Il y a des rendez-vous qui dépassent le cadre du sport. Des moments suspendus où une nation entière retient son souffle. Pour la République démocratique du Congo, ce face-à-face ce mardi contre la Jamaïque n’est pas un simple match : c’est une frontière entre mémoire et renaissance.
Depuis l’épopée de Coupe du monde 1974, la RDC vit avec un vide. Un silence mondial que plusieurs générations de talents de Eugène Kabongo Ngoy à Shabani Nonda, jusqu’à Cédric Bakambu n’ont jamais pu combler. En face, la Jamaïque, elle, garde le souvenir plus récent de Coupe du monde 1998, où les “Reggae Boyz” avaient surpris le monde en marquant et en gagnant. Mais ce soir, les archives ne comptent plus. Seul l’avenir s’écrit.
À plus de 1 500 mètres d’altitude, dans l’arène du Stade de Guadalajara, les Léopards jouent bien plus qu’un match : une qualification historique pour la Coupe du monde 2026. Sur le papier, l’avantage est congolais. Mieux classée, plus expérimentée collectivement, la sélection dirigée par Sébastien Desabre avance avec ambition. Mais la Jamaïque, déjà en jambes après sa victoire contre la Nouvelle-Calédonie, arrive avec le rythme et la confiance.

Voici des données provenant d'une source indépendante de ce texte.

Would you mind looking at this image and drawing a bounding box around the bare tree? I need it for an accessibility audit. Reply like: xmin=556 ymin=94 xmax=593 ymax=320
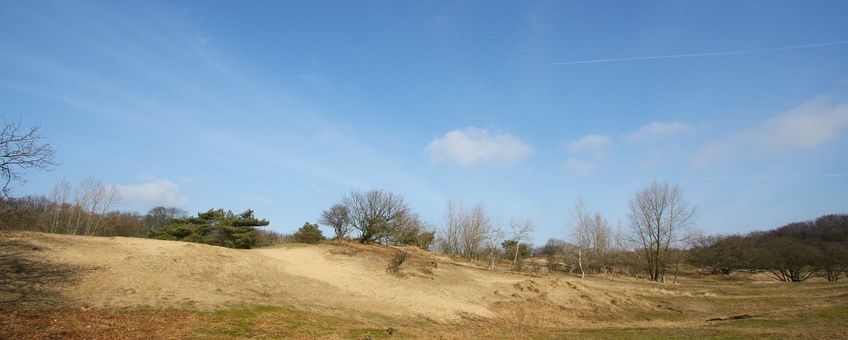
xmin=343 ymin=189 xmax=410 ymax=244
xmin=461 ymin=202 xmax=490 ymax=261
xmin=628 ymin=182 xmax=696 ymax=282
xmin=437 ymin=199 xmax=490 ymax=261
xmin=143 ymin=206 xmax=188 ymax=230
xmin=572 ymin=199 xmax=591 ymax=278
xmin=319 ymin=203 xmax=351 ymax=240
xmin=48 ymin=178 xmax=71 ymax=233
xmin=76 ymin=177 xmax=120 ymax=235
xmin=0 ymin=119 xmax=56 ymax=198
xmin=570 ymin=199 xmax=612 ymax=278
xmin=486 ymin=224 xmax=506 ymax=270
xmin=437 ymin=200 xmax=462 ymax=256
xmin=393 ymin=211 xmax=436 ymax=249
xmin=508 ymin=219 xmax=535 ymax=271
xmin=438 ymin=199 xmax=463 ymax=256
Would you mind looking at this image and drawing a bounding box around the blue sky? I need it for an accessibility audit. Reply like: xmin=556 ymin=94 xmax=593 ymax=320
xmin=2 ymin=0 xmax=847 ymax=243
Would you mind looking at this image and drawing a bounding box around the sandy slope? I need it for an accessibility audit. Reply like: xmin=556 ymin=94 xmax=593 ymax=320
xmin=5 ymin=232 xmax=848 ymax=338
xmin=2 ymin=231 xmax=704 ymax=324
xmin=2 ymin=232 xmax=541 ymax=321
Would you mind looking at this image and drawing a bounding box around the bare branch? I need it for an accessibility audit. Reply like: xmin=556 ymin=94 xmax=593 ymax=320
xmin=0 ymin=119 xmax=56 ymax=197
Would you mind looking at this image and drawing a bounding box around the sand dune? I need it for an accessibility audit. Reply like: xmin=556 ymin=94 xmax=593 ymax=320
xmin=0 ymin=231 xmax=751 ymax=324
xmin=3 ymin=232 xmax=564 ymax=321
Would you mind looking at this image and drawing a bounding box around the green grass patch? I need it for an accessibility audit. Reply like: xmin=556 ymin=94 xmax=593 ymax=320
xmin=190 ymin=305 xmax=402 ymax=339
xmin=563 ymin=327 xmax=752 ymax=340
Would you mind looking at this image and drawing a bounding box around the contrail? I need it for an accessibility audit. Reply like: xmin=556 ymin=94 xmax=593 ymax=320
xmin=645 ymin=173 xmax=848 ymax=182
xmin=553 ymin=39 xmax=848 ymax=65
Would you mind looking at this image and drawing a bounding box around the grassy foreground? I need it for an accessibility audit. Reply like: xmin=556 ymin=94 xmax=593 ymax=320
xmin=1 ymin=290 xmax=846 ymax=339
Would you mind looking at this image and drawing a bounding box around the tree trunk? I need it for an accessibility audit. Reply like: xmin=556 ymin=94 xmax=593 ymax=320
xmin=673 ymin=261 xmax=680 ymax=284
xmin=510 ymin=242 xmax=520 ymax=271
xmin=578 ymin=248 xmax=585 ymax=279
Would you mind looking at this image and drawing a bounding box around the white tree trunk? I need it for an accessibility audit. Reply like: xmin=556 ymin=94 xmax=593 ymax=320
xmin=578 ymin=248 xmax=585 ymax=279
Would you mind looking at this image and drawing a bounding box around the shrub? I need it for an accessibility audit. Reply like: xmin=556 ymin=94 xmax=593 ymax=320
xmin=148 ymin=209 xmax=269 ymax=249
xmin=292 ymin=222 xmax=324 ymax=244
xmin=255 ymin=230 xmax=292 ymax=247
xmin=387 ymin=251 xmax=408 ymax=274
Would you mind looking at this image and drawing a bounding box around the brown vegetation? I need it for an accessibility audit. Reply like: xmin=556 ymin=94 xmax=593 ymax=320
xmin=1 ymin=231 xmax=847 ymax=339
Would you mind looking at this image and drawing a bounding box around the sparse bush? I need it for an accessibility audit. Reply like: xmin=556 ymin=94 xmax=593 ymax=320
xmin=393 ymin=215 xmax=436 ymax=250
xmin=387 ymin=251 xmax=408 ymax=275
xmin=255 ymin=229 xmax=292 ymax=247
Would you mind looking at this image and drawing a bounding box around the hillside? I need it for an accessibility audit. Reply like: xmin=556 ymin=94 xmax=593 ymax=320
xmin=0 ymin=231 xmax=641 ymax=320
xmin=2 ymin=231 xmax=847 ymax=338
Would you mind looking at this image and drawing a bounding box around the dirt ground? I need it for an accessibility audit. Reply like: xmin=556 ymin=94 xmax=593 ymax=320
xmin=2 ymin=231 xmax=847 ymax=339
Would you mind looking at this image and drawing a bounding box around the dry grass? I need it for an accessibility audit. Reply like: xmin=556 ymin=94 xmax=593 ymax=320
xmin=1 ymin=231 xmax=847 ymax=339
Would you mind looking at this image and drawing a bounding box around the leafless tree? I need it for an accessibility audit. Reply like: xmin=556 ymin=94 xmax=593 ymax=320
xmin=48 ymin=178 xmax=71 ymax=233
xmin=393 ymin=211 xmax=436 ymax=249
xmin=143 ymin=206 xmax=188 ymax=230
xmin=570 ymin=199 xmax=612 ymax=278
xmin=77 ymin=177 xmax=120 ymax=235
xmin=628 ymin=182 xmax=696 ymax=282
xmin=438 ymin=199 xmax=463 ymax=256
xmin=0 ymin=119 xmax=56 ymax=198
xmin=59 ymin=177 xmax=120 ymax=235
xmin=343 ymin=189 xmax=410 ymax=244
xmin=571 ymin=199 xmax=591 ymax=278
xmin=486 ymin=224 xmax=506 ymax=270
xmin=461 ymin=202 xmax=489 ymax=260
xmin=319 ymin=203 xmax=351 ymax=240
xmin=437 ymin=199 xmax=490 ymax=261
xmin=508 ymin=218 xmax=535 ymax=271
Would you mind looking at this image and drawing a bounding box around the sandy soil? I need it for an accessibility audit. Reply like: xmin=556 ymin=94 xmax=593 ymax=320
xmin=1 ymin=232 xmax=556 ymax=321
xmin=8 ymin=231 xmax=842 ymax=323
xmin=3 ymin=231 xmax=848 ymax=339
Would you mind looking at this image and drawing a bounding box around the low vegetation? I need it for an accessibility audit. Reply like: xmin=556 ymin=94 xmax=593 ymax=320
xmin=291 ymin=222 xmax=324 ymax=244
xmin=148 ymin=209 xmax=269 ymax=249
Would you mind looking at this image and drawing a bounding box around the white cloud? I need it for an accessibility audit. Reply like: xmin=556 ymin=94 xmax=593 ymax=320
xmin=623 ymin=121 xmax=691 ymax=142
xmin=119 ymin=178 xmax=188 ymax=211
xmin=754 ymin=97 xmax=848 ymax=151
xmin=562 ymin=158 xmax=597 ymax=175
xmin=691 ymin=97 xmax=848 ymax=167
xmin=425 ymin=127 xmax=535 ymax=167
xmin=566 ymin=134 xmax=613 ymax=155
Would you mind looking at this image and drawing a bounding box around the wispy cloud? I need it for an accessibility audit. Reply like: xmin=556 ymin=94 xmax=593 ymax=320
xmin=623 ymin=121 xmax=691 ymax=143
xmin=691 ymin=96 xmax=848 ymax=167
xmin=0 ymin=1 xmax=441 ymax=202
xmin=563 ymin=134 xmax=611 ymax=174
xmin=755 ymin=97 xmax=848 ymax=151
xmin=567 ymin=134 xmax=613 ymax=155
xmin=119 ymin=178 xmax=188 ymax=211
xmin=561 ymin=158 xmax=597 ymax=175
xmin=553 ymin=39 xmax=848 ymax=65
xmin=425 ymin=127 xmax=535 ymax=167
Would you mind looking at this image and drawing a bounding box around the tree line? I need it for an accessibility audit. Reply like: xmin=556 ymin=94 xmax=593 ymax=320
xmin=689 ymin=214 xmax=848 ymax=282
xmin=2 ymin=118 xmax=845 ymax=282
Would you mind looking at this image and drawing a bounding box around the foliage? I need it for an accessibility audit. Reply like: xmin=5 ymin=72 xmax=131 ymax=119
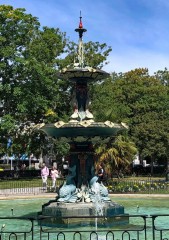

Un piège classique. Et potentiellement fatal.
Les Léopards arrivent avec une double mission : gagner… et se retrouver. Après une phase brillante ponctuée de succès contre le Cameroun et le Nigeria, la désillusion face à l’Algérie en CAN a laissé des traces. Une chute brutale, vécue comme un rappel à l’ordre. Depuis, le groupe s’est reconstruit dans la continuité. Le sélectionneur a maintenu son ossature, misant sur la stabilité et le vécu commun.
Le retour de Yoane Wissa, déjà buteur face aux Bermudes, apporte une étincelle nouvelle. Tandis que Cédric Bakambu incarne l’expérience et le sang-froid. « Ce sera difficile, mais nous connaissons nos forces », glisse Bakambu. « Je suis prêt à donner le meilleur », répond Wissa. Un discours sobre. Mais chargé de détermination.
Rarement une équipe congolaise aura porté autant d’espoirs au-delà de ses frontières. De Dakar au Caire, le continent s’est aligné derrière les Léopards. Le sélectionneur du Sénégal, Pape Thiaw, a résumé le sentiment général : une Afrique unie, convaincue que la RDC mérite sa place parmi les grandes nations. Avec l’élargissement du Mondial à 48 équipes, une opportunité historique s’offre : devenir la dixième nation africaine qualifiée. Mais encore faut-il franchir ce dernier mur.
À Kinshasa comme dans tout le pays, la ferveur est totale. Écrans géants, rassemblements populaires, tension palpable sont au rendez-vous. Le président Félix Tshisekedi a lui-même donné le ton, transformant ce match en mission nationale :
« Vous portez la fierté de plus de 100 millions de Congolais. » « Vous incarnez la dignité et l’ambition d’une Nation. » Un message clair : ce match appartient au peuple.
En cas de victoire, la RDC basculera dans une autre dimension. Direction le groupe K, avec des affiches face au Portugal national football team, à l’Ouzbékistan et à la Colombie. Des adversaires de prestige. Mais surtout, une scène mondiale retrouvée. Il ne reste plus rien à calculer. Plus rien à projeter. Juste 90 minutes. Peut-être plus. Pour effacer 52 ans d’attente. Les Léopards n’ont plus rendez-vous avec un match. Ils ont rendez-vous avec l’Histoire.